Émile et son épouse, les parents de Martine, vivent joyeusement et amoureusement jusqu’en 1947 dans un petit logis de Châtel-Guyon mais l’écart social des deux familles n’étant pas facile à gérer, le couple emménage bientôt à Clermont-Ferrand. Embauché dans un cabinet d’affaires sur recommandation de son beau-père, l'ex-Ulysse entre bientôt à l’EDF où il devient comptable et rejoint dans l’entreprise la Caisse Centrale d’Activités Sociales, bien connue sous le nom de CCAS, organisant les colonies de vacances du personnel. Il termine chef où ses aptitudes font merveille. Il devient pendant des dizaines d’années une personnalité locale, même après sa retraite, jusqu’à son décès en 2009.
Marie-Louise, la maman de Martine
Par sa mère, Martine a des racines à Roanne où ses grands-parents étaient bourreliers-selliers. Ils s’installeront plus tard à Clermont-Ferrand. Mais Blanche-Flavie, sa grand-mère paternelle, mourra en Auvergne, à 54 ans, n’ayant pas surmonté le choc de ces quatre années d’exil
Dès que la Libération lui permet un premier retour dans Aboncourt ou ce qu’il en reste, Émile Brasseur l’Auvergnat retrouve son prénom grec aux yeux de ses copains mosellans retrouvés ! Le village n’est plus alors qu’un décor privé de vibration humaine et qui a du mal à se raconter. L’un après l’autre, les expulsés lorrains remontés de l’intérieur comparent le vrai poids du malheur en lorgnant la maison du voisin qui est resté. C’est humain, mais ce n’est plus le problème d’Émile. Hors d’Aboncourt, pour lui, Ulysse n’existe plus.
Ça ne l’empêchera pas de remonter très souvent dans son village avec Marie-Louise et plus tard leurs deux filles, Marie-Andrée née en 1946 et Martine en 1948, devenues Mosellanes sentimentalement.
Martine est donc une vraie Clermontoise. Elle est heureuse dans cette ville où elle conserve beaucoup d’amis. Au point que depuis son déménagement à Paris en 1970, elle continue de revenir très régulièrement au pied des Dômes.
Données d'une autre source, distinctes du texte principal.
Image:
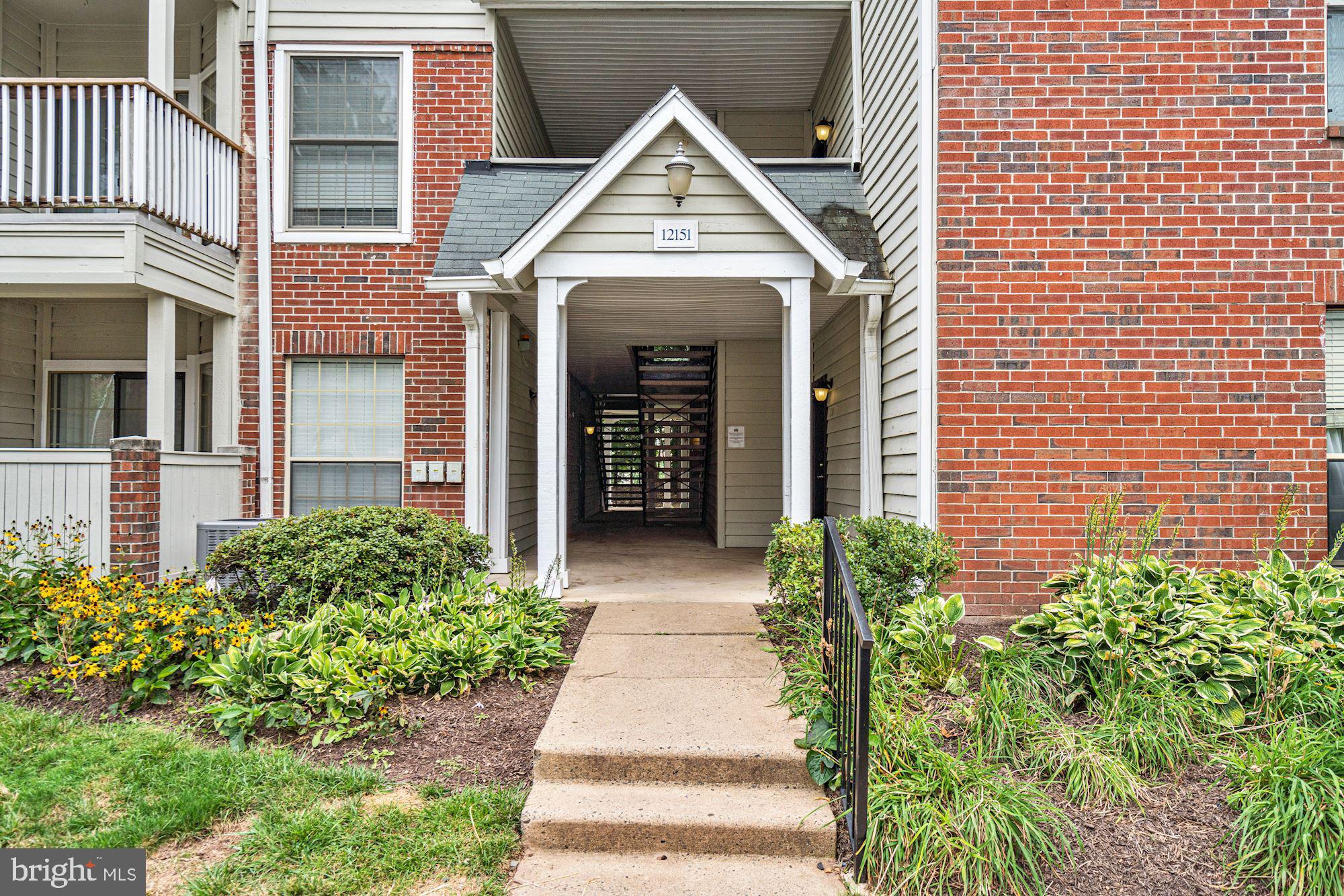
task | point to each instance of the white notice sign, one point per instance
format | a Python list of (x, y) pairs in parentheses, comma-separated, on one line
[(677, 234)]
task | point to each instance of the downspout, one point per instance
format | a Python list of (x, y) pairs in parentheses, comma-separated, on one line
[(928, 277), (870, 416), (265, 359), (857, 81)]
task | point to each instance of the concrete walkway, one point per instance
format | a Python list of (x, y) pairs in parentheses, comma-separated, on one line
[(666, 768)]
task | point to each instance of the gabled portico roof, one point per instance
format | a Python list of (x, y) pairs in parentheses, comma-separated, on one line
[(507, 214)]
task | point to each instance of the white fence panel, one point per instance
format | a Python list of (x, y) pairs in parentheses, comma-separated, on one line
[(58, 486), (194, 488)]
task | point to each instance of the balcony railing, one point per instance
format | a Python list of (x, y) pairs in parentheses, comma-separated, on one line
[(116, 144)]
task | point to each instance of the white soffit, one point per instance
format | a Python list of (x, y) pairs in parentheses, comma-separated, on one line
[(607, 318), (595, 72)]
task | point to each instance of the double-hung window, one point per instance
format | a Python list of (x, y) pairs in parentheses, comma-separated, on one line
[(345, 433), (343, 146), (1335, 64), (88, 409), (1335, 420)]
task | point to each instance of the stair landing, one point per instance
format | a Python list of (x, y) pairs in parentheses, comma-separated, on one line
[(666, 768)]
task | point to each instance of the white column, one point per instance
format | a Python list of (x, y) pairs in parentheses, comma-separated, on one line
[(162, 25), (472, 308), (497, 504), (798, 503), (224, 370), (161, 369), (870, 406), (549, 469)]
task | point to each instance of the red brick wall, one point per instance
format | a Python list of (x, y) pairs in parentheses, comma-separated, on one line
[(370, 299), (1138, 205), (134, 506)]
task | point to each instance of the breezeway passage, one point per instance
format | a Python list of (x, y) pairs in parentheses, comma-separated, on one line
[(666, 766)]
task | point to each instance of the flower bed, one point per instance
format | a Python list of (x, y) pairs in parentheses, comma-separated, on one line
[(1139, 672)]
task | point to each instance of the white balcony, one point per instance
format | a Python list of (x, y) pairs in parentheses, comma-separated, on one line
[(85, 144)]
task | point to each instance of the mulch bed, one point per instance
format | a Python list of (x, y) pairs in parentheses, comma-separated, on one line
[(489, 737), (1177, 844)]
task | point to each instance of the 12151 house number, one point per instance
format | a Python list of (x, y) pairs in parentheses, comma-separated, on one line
[(677, 234)]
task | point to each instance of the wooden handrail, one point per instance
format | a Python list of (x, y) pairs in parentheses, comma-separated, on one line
[(118, 83)]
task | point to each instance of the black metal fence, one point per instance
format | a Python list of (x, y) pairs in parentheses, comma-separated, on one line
[(849, 663)]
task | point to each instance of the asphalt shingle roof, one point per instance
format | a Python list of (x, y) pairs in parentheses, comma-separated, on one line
[(498, 204)]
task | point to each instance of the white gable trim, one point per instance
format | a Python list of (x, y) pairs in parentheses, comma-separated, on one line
[(674, 108)]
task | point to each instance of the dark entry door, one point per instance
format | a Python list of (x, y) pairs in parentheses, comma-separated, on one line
[(819, 459)]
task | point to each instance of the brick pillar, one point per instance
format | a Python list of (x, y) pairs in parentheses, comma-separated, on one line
[(134, 507)]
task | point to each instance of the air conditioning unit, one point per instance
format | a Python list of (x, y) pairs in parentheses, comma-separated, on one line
[(216, 533)]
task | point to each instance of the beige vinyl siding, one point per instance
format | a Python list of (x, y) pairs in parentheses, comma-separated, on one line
[(522, 443), (385, 21), (753, 494), (519, 132), (901, 408), (837, 350), (835, 96), (122, 52), (21, 42), (19, 370), (622, 220), (890, 179), (771, 134)]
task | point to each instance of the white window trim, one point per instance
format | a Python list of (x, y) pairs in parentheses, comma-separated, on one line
[(50, 367), (283, 233), (1339, 7), (290, 417)]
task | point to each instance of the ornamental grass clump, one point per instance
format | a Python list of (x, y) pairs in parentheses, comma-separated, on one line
[(335, 672)]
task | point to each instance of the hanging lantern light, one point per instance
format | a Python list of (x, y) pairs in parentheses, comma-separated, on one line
[(679, 175)]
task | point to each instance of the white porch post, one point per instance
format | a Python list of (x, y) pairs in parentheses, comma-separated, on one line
[(224, 369), (870, 406), (472, 308), (161, 369), (798, 503), (552, 401), (796, 346), (162, 24), (499, 431)]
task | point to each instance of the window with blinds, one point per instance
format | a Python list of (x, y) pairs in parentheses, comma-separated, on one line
[(343, 142), (345, 433)]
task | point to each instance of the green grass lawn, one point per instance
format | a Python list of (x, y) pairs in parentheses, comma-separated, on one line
[(76, 784)]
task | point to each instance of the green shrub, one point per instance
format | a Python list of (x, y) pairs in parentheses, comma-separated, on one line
[(893, 564), (337, 671), (350, 554)]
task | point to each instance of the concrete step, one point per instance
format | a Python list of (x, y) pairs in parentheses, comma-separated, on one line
[(725, 820), (562, 872)]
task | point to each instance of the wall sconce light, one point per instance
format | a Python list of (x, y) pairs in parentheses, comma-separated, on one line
[(822, 131), (679, 175)]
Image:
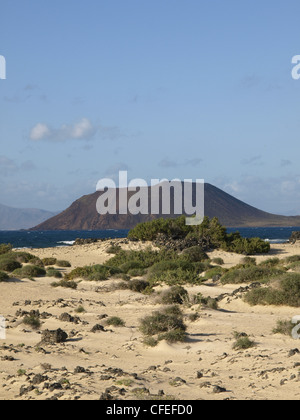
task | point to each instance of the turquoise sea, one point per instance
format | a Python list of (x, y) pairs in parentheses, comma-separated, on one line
[(45, 239)]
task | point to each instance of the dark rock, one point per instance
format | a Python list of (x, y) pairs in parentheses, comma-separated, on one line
[(98, 327), (55, 386), (54, 336), (69, 318), (295, 236), (293, 352), (79, 369), (38, 379), (24, 390), (218, 389)]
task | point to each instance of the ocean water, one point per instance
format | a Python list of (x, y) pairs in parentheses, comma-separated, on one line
[(48, 239)]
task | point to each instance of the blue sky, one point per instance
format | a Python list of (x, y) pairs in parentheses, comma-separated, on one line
[(162, 88)]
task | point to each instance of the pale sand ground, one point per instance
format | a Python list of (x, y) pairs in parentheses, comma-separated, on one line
[(263, 372)]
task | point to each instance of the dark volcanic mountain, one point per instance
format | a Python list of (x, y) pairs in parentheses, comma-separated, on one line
[(82, 214)]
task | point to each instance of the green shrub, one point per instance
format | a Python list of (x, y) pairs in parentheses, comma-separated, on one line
[(218, 261), (49, 261), (173, 336), (5, 248), (29, 271), (23, 257), (250, 274), (214, 271), (210, 234), (65, 283), (175, 294), (52, 272), (292, 258), (8, 263), (246, 261), (246, 246), (284, 327), (138, 285), (208, 301), (270, 262), (114, 249), (96, 272), (160, 322), (37, 262), (243, 343), (285, 290), (115, 321), (32, 320), (3, 276), (148, 231), (194, 254), (63, 264)]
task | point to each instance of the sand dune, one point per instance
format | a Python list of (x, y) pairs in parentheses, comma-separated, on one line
[(114, 363)]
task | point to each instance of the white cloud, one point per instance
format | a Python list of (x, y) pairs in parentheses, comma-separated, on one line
[(81, 130), (40, 132)]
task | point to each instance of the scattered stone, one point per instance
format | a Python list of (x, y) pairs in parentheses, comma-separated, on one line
[(38, 379), (54, 336), (79, 369), (293, 352), (69, 318), (218, 389), (98, 327)]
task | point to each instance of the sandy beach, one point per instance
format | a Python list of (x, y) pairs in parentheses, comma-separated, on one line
[(114, 362)]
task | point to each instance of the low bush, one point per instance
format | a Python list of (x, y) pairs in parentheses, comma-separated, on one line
[(63, 264), (5, 248), (218, 261), (175, 294), (65, 283), (96, 272), (284, 327), (194, 254), (3, 276), (247, 246), (138, 285), (270, 262), (161, 322), (115, 321), (243, 343), (52, 272), (113, 249), (29, 271), (23, 257), (9, 263), (33, 321), (250, 274), (49, 261)]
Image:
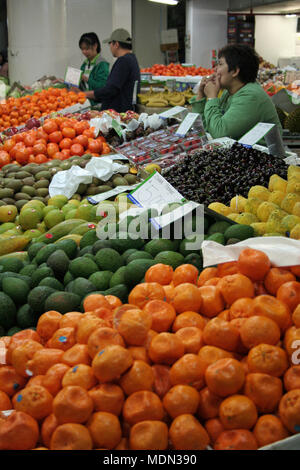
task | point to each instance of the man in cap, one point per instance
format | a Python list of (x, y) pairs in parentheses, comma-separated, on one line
[(124, 79)]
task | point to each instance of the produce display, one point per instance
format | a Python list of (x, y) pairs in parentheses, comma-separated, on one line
[(176, 70), (16, 111), (181, 366)]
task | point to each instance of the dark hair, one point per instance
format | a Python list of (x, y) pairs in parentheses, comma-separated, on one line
[(124, 45), (243, 57), (90, 39)]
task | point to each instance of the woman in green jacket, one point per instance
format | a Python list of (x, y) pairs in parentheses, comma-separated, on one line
[(95, 68), (242, 104)]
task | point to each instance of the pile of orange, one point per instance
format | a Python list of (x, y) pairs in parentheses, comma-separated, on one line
[(58, 138), (16, 111), (192, 360)]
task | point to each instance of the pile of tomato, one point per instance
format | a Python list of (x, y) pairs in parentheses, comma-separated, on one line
[(176, 70), (16, 111), (58, 138)]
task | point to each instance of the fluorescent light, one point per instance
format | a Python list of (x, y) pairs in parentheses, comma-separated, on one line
[(167, 2)]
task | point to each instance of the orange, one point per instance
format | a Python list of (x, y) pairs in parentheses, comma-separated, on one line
[(291, 378), (112, 362), (214, 428), (225, 377), (237, 439), (192, 339), (162, 381), (77, 354), (235, 287), (141, 406), (273, 308), (188, 319), (107, 397), (187, 371), (212, 301), (35, 401), (19, 431), (238, 412), (268, 429), (72, 404), (181, 399), (43, 359), (22, 354), (52, 380), (139, 377), (276, 277), (259, 329), (185, 273), (209, 404), (71, 436), (289, 410), (134, 326), (105, 430), (48, 427), (187, 297), (162, 313), (254, 264), (160, 273), (10, 380), (289, 294), (206, 274), (268, 359), (149, 435), (5, 403), (221, 334), (264, 390), (94, 301), (166, 348), (142, 293), (101, 338), (81, 375), (186, 433), (47, 324), (241, 308)]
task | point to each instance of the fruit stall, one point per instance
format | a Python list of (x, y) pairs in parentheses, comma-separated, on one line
[(134, 340)]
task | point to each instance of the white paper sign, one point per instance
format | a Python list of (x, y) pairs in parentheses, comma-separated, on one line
[(256, 133), (172, 112), (186, 124), (73, 76), (155, 190)]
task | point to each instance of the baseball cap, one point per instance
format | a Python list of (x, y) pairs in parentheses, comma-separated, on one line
[(120, 35)]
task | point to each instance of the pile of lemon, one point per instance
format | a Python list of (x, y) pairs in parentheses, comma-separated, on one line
[(272, 211)]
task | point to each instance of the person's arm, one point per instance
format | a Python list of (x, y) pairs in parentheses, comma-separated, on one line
[(98, 76)]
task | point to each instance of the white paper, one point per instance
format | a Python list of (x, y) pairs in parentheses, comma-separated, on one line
[(257, 133), (155, 190), (282, 251)]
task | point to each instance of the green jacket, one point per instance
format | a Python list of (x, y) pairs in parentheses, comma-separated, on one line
[(234, 115), (98, 74)]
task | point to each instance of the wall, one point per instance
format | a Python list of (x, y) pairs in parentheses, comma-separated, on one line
[(148, 21), (51, 44), (275, 37), (206, 29)]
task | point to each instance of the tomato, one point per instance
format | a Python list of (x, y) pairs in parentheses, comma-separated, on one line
[(77, 149), (50, 126), (55, 137), (95, 146)]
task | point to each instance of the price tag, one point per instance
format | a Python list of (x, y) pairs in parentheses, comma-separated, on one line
[(172, 112), (256, 133), (73, 76), (186, 124), (155, 190)]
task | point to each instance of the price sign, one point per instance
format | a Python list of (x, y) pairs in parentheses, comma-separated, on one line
[(155, 190), (256, 133), (73, 76)]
L’autre versant de sa dualité reste forcément Aboncourt, dont elle apprit lentement les malheurs à mesure qu’elle devenait adulte. On comprend mieux son désir de brosser, de son père, le portrait chaleureux. La couverture de son mémoire montre bien qu’il est destiné à sa famille et aux amis, lorrains ou auvergnats, peu importe.
Tant d’autres Lorrains auront connu pire mais sa démarche nous prouve que sous le détachement le plus apparent peut se cacher un arrachement compliqué. Elle touchera les Mosellans et les Auvergnats. Un gros merci, enfin, à Ulysse… Martine et moi lui savons gré de rappeler un secret subtil : on peut s’attacher au pays qui vous accueille sans jamais oublier celui que l'on a quitté.